De minister en betrokkene hebben een verweerschrift ingediend.
De minister heeft op 22 september 2005 een nieuw besluit genomen.
Het onderzoek ter zitting heeft plaatsgevonden op 9 november 2006. Betrokkene is verschenen. De minister heeft zich laten vertegenwoordigen door mr. T.E.J.M. Smink, werkzaam bij de Belastingdienst.
1. Op grond van de gedingstukken en het verhandelde ter zitting gaat de Raad uit van de volgende hier van belang zijnde feiten en omstandigheden.
1.1. Betrokkene was werkzaam bij de eenheid Particulieren/Ondernemingen van de Belastingdienst te Leiden. Bij besluit van 14 juli 2000 is hij door de minister met ingang van 1 september 2000 geplaatst in de functie van beleidsmedewerker bij de Directie Wetgeving Directe Belastingen van het Directoraat-Generaal voor Fiscale zaken van het Ministerie van Financiën. Bij besluit van 5 augustus 2002 heeft de minister de duur van deze plaatsing verlengd van 1 september 2002 tot 1 september 2003.

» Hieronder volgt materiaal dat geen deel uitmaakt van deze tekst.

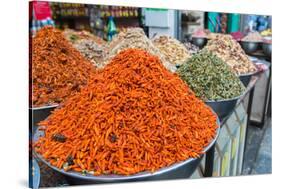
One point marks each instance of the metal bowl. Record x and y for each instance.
(182, 169)
(223, 107)
(41, 113)
(267, 49)
(199, 41)
(249, 47)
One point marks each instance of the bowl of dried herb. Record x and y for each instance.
(212, 80)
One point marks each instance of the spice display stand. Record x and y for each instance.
(266, 103)
(247, 100)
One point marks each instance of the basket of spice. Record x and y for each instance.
(213, 81)
(229, 50)
(135, 120)
(58, 71)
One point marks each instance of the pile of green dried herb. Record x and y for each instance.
(210, 78)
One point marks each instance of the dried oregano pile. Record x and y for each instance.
(210, 78)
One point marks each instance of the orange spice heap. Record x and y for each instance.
(133, 116)
(58, 69)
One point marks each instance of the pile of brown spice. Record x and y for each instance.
(134, 116)
(173, 50)
(92, 51)
(58, 69)
(90, 46)
(229, 50)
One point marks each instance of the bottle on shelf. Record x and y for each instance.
(111, 29)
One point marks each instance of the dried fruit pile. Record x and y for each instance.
(133, 116)
(173, 50)
(92, 51)
(90, 46)
(210, 78)
(58, 69)
(229, 50)
(135, 38)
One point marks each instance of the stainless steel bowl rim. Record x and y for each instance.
(250, 73)
(110, 178)
(254, 42)
(197, 37)
(45, 107)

1.2. Bij besluit van 14 augustus 2003 heeft de minister betrokkene ontheven uit de functie van beleidsmedewerker bij de Directie Wetgeving Directe Belastingen en bij besluit van
7 oktober 2003 is betrokkene met ingang van 11 augustus 2003 geplaatst in de functie van behandelfunctionaris I in winst-unit 1 bij de Belastingdienst Holland Midden, kantoor Hoofddorp.

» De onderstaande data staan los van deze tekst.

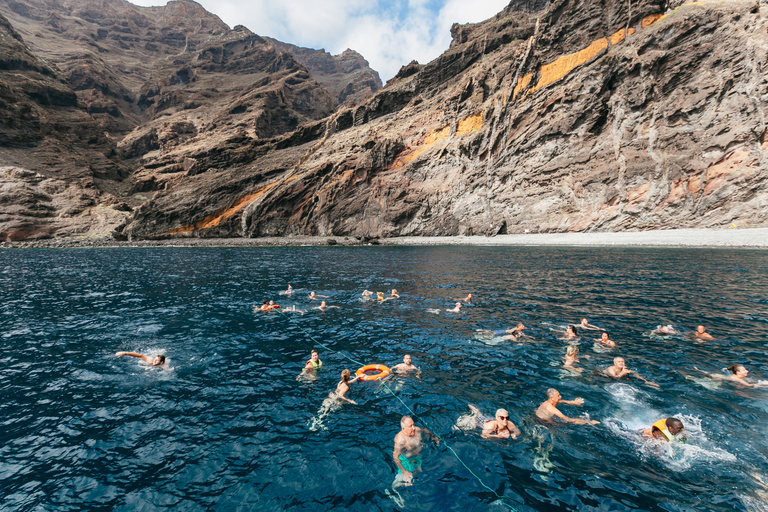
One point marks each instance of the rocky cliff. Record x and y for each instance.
(566, 116)
(551, 116)
(101, 88)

1.3. Bij brief van 14 augustus 2003 heeft betrokkene verzocht om toekenning van een mobiliteitstoeslag op grond van artikel 22c van het Bezoldigingsbesluit Burgerlijke Rijksambtenaren 1984 (BBRA) en hoofdstuk 4, onderdeel 1.9.2, van het Reglement Personeelsvoorschriften Belastingdienst (RPVB) in verband met deze laatste plaatsing.
1.4. Bij besluit van 26 november 2003 is dit verzoek afgewezen. Dit besluit is door de minister, na bezwaar, gehandhaafd bij het bestreden besluit van 27 april 2004.
2. De rechtbank heeft in de aangevallen uitspraak overwogen dat het verzoek van betrokkene om mobiliteitstoeslag niet had mogen worden afgewezen vanwege de tijdelijkheid van de opgedragen andere werkzaamheden maar had moeten worden beoordeeld tegen de achtergrond van de plaatsing in de functie van behandelfunctionaris I te Hoofddorp, welke plaatsing geen tijdelijk karakter had. Om deze reden heeft de rechtbank het bestreden besluit wegens een motiveringsgebrek vernietigd.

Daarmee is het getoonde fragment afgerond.